How to build a URL crawler to map a website using Python

How to build a URL crawler to map a website using Python

✅A simple project for learning the fundamentals of web scraping

Before we start, let’s make sure we understand what web scraping is:

Web scraping is the process of extracting data from websites to present it in a format users can easily make sense of.

In this tutorial, I want to demonstrate how easy it is to build a simple URL crawler in Python that you can use to map websites. While this program is relatively simple, it can provide a great introduction to the fundamentals of web scraping and automation. We will be focusing on recursively extracting links from web pages, but the same ideas can be applied to a myriad of other solutions.
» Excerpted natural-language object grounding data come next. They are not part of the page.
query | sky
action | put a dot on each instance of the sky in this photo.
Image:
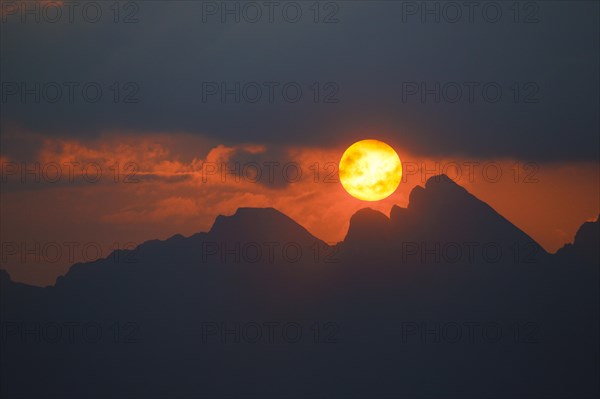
(158, 95)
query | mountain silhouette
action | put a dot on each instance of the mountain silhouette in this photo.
(258, 307)
(585, 246)
(442, 215)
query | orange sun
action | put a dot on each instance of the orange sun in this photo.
(370, 170)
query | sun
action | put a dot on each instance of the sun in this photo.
(370, 170)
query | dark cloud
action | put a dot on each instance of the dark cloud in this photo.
(364, 68)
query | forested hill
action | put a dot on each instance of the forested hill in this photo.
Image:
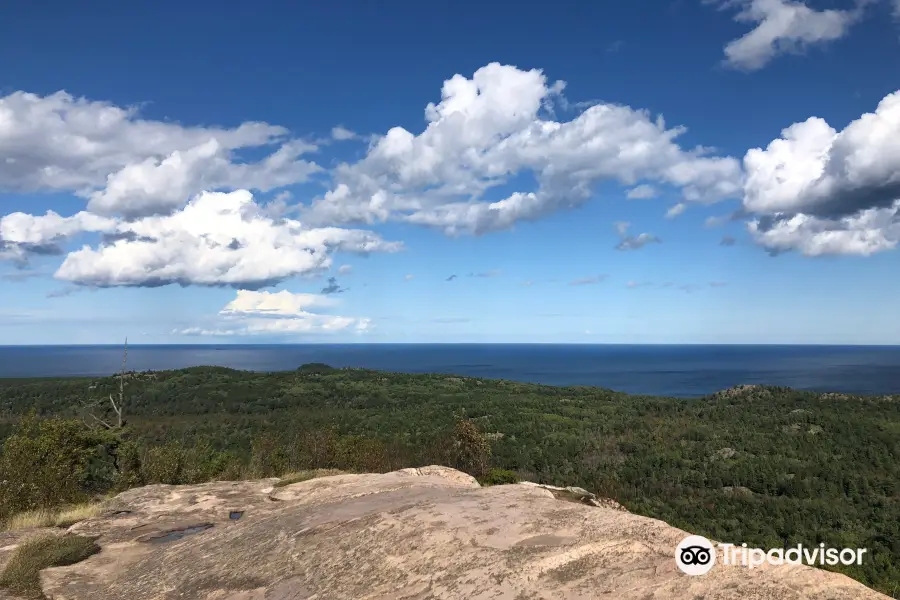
(762, 465)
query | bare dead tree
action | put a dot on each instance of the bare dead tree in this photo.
(118, 406)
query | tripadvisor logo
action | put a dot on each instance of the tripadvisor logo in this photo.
(696, 555)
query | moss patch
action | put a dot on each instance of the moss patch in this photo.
(22, 573)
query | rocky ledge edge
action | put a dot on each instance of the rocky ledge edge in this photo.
(430, 532)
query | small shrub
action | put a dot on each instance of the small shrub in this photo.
(500, 477)
(22, 573)
(299, 476)
(29, 519)
(164, 464)
(469, 450)
(75, 514)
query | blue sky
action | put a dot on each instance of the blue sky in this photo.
(693, 171)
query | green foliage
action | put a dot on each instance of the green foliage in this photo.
(760, 465)
(22, 573)
(47, 462)
(469, 450)
(315, 369)
(500, 477)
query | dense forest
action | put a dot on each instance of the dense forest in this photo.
(762, 465)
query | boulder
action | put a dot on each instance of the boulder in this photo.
(421, 533)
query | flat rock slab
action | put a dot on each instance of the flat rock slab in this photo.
(411, 534)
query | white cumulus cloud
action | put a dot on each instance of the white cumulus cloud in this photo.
(494, 126)
(272, 313)
(822, 191)
(782, 26)
(127, 165)
(217, 239)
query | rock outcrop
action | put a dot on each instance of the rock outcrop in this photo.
(421, 533)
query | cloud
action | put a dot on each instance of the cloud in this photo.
(868, 232)
(157, 186)
(487, 274)
(821, 191)
(496, 125)
(719, 220)
(274, 313)
(333, 287)
(593, 279)
(127, 165)
(217, 239)
(342, 134)
(630, 242)
(283, 303)
(676, 210)
(642, 192)
(279, 206)
(782, 26)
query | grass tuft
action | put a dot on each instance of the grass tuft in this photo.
(41, 517)
(74, 514)
(298, 476)
(22, 573)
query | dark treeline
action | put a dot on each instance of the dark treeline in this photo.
(763, 465)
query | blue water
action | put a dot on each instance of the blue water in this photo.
(684, 371)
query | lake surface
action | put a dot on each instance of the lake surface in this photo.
(684, 371)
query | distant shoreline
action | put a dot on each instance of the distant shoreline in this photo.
(684, 371)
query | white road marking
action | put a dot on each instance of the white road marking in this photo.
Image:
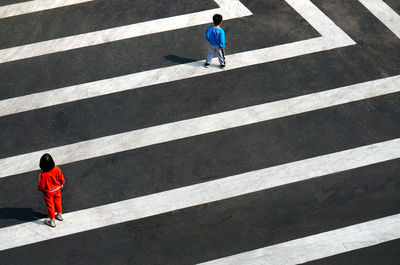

Our program will work like this:

  1. Visit a web page
  2. Scrape all unique URL’s found on the webpage and add them to a queue
  3. Recursively process URL’s one by one until we exhaust the queue
  4. Print results

First Things First

The first thing we should do is import all the necessary libraries. We will be using BeautifulSoup, requests, and urllib for web scraping.

from bs4 import BeautifulSoup
import requests
import requests.exceptions
from urllib.parse import urlsplit
from urllib.parse import urlparse
from collections import deque

Next, we need to select a URL to start crawling from. While you can choose any webpage with HTML links, I recommend using ScrapeThisSite. It is a safe sandbox that you can crawl without getting in trouble.
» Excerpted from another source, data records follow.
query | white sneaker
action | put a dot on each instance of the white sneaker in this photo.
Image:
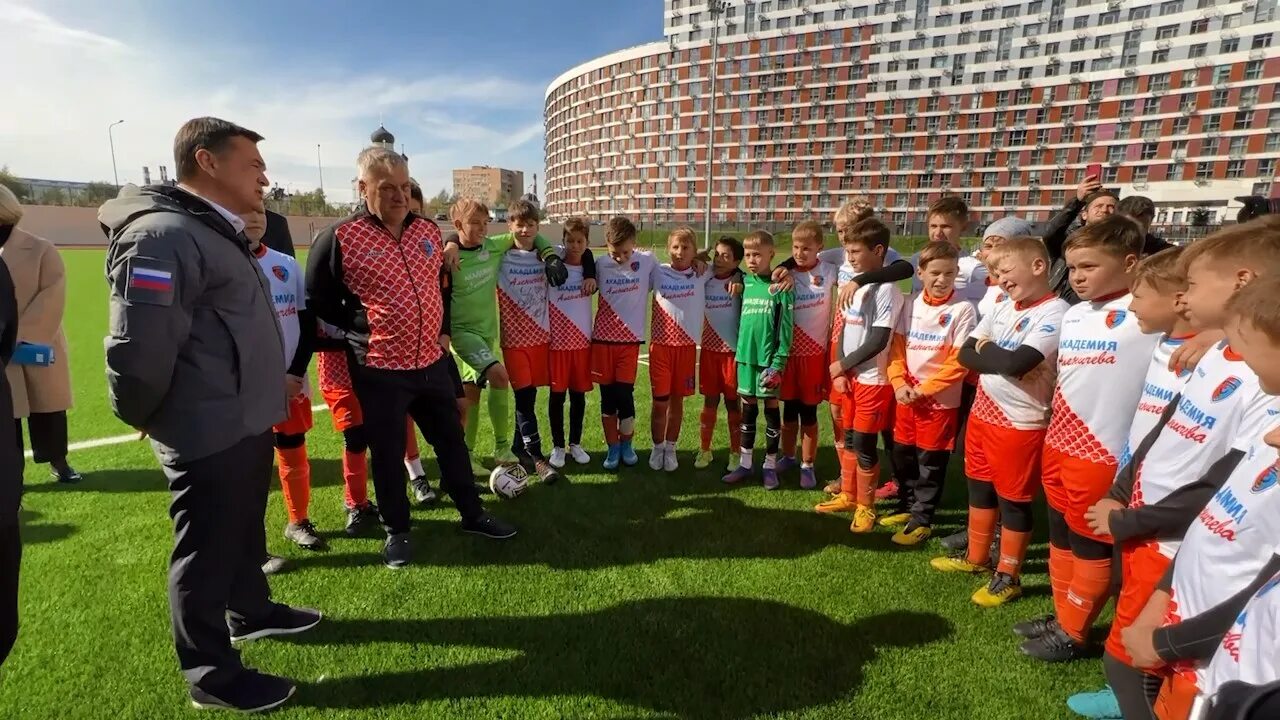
(658, 456)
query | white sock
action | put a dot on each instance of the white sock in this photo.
(415, 468)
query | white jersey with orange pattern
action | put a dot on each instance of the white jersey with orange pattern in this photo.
(1157, 390)
(679, 302)
(624, 304)
(1220, 404)
(1102, 358)
(722, 313)
(1023, 402)
(814, 288)
(1232, 541)
(570, 311)
(522, 300)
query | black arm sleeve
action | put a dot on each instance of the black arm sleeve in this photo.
(1170, 518)
(1197, 638)
(1121, 490)
(306, 343)
(877, 340)
(1055, 231)
(894, 272)
(999, 361)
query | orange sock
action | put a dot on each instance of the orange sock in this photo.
(848, 472)
(295, 481)
(867, 481)
(1061, 565)
(355, 478)
(611, 428)
(1013, 551)
(1091, 584)
(707, 427)
(809, 442)
(790, 429)
(982, 527)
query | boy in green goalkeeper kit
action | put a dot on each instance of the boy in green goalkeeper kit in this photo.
(474, 318)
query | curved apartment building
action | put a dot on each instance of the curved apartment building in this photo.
(1004, 103)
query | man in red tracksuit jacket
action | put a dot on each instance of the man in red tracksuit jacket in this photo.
(380, 277)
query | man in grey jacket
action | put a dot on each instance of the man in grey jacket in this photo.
(193, 337)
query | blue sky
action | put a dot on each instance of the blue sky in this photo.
(458, 83)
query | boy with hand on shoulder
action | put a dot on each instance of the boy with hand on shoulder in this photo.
(927, 377)
(763, 347)
(717, 367)
(571, 343)
(1015, 351)
(859, 377)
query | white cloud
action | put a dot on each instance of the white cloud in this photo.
(76, 82)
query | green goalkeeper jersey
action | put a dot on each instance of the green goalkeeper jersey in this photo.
(475, 283)
(764, 331)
url = “https://scrapethissite.com”

Next, we are going to need to create a new deque object so that we can easily add newly found links and remove them once we are finished processing them. Pre-populate the deque with your url variable:

# a queue of urls to be crawled next
new_urls = deque([url])

We can then use a set to store unique URL’s once they have been processed:

# a set of urls that we have already processed 
processed_urls = set()

We also want to keep track of local (same domain as the target), foreign (different domain as the target), and broken URLs:

# a set of domains inside the target website
local_urls = set()
# a set of domains outside the target website
foreign_urls = set()
# a set of broken urls
broken_urls = set()

Time To Crawl

With all that in place, we can now start writing the actual code to crawl the website.
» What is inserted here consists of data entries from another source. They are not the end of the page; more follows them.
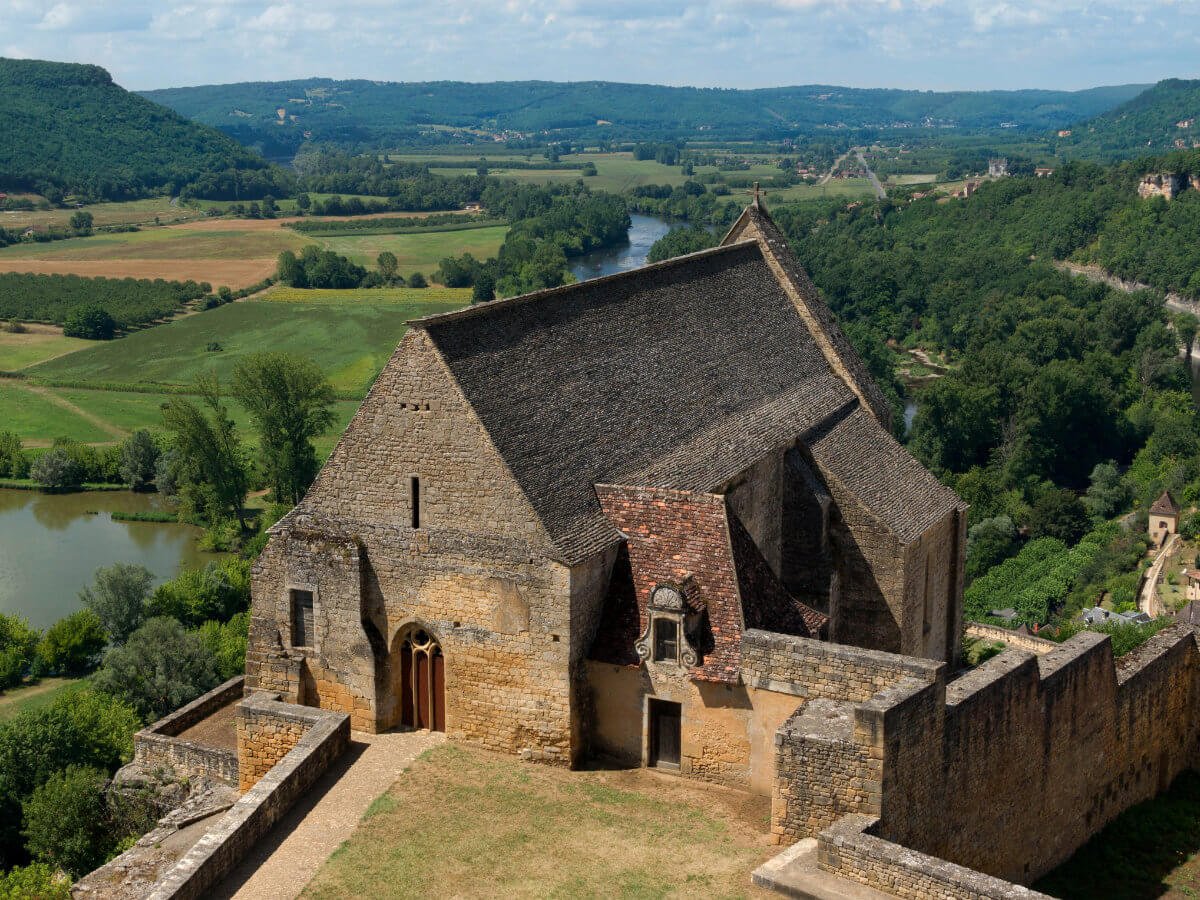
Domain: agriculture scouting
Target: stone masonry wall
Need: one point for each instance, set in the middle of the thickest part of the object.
(475, 574)
(159, 745)
(1013, 767)
(850, 850)
(327, 735)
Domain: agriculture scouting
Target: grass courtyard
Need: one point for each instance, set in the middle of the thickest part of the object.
(468, 823)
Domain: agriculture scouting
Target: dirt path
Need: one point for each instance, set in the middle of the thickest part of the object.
(102, 424)
(283, 863)
(1150, 603)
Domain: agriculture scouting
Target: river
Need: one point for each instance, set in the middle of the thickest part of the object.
(52, 544)
(643, 231)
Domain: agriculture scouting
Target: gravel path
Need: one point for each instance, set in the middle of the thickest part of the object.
(291, 855)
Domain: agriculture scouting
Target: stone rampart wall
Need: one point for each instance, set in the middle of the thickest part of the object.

We want to look at each URL in the queue, see if there are any additional URL’s within that page and add each one to the end of the queue until there are none left. As soon as we finish scraping a URL, we will remove it from the queue and add it to the processed_urls set for later use.

# process urls one by one until we exhaust the queue
while len(new_urls):
    # move url from the queue to processed url set
    url = new_urls.popleft()
    processed_urls.add(url)
    # print the current url
    print(“Processing %s” % url)

Next, add an exception to catch any broken web pages and add them to the broken_urls set for later use:

try:
    response = requests.get(url)
except(requests.exceptions.MissingSchema, requests.exceptions.ConnectionError, requests.exceptions.InvalidURL, requests.exceptions.InvalidSchema):
    # add broken urls to it’s own set, then continue
    broken_urls.add(url)
    continue

We then need to get the base URL of the webpage so that we can easily differentiate local and foreign addresses:

# extract base url to resolve relative links
parts = urlsplit(url)
base = “{0.netloc}”.format(parts)
strip_base = base.replace(“www.”, “”)
base_url = “{0.scheme}://{0.netloc}”.format(parts)
path = url[:url.rfind(‘/’)+1] if ‘/’ in parts.path else url

Initialize BeautifulSoup to process the HTML document:

soup = BeautifulSoup(response.text, “lxml”)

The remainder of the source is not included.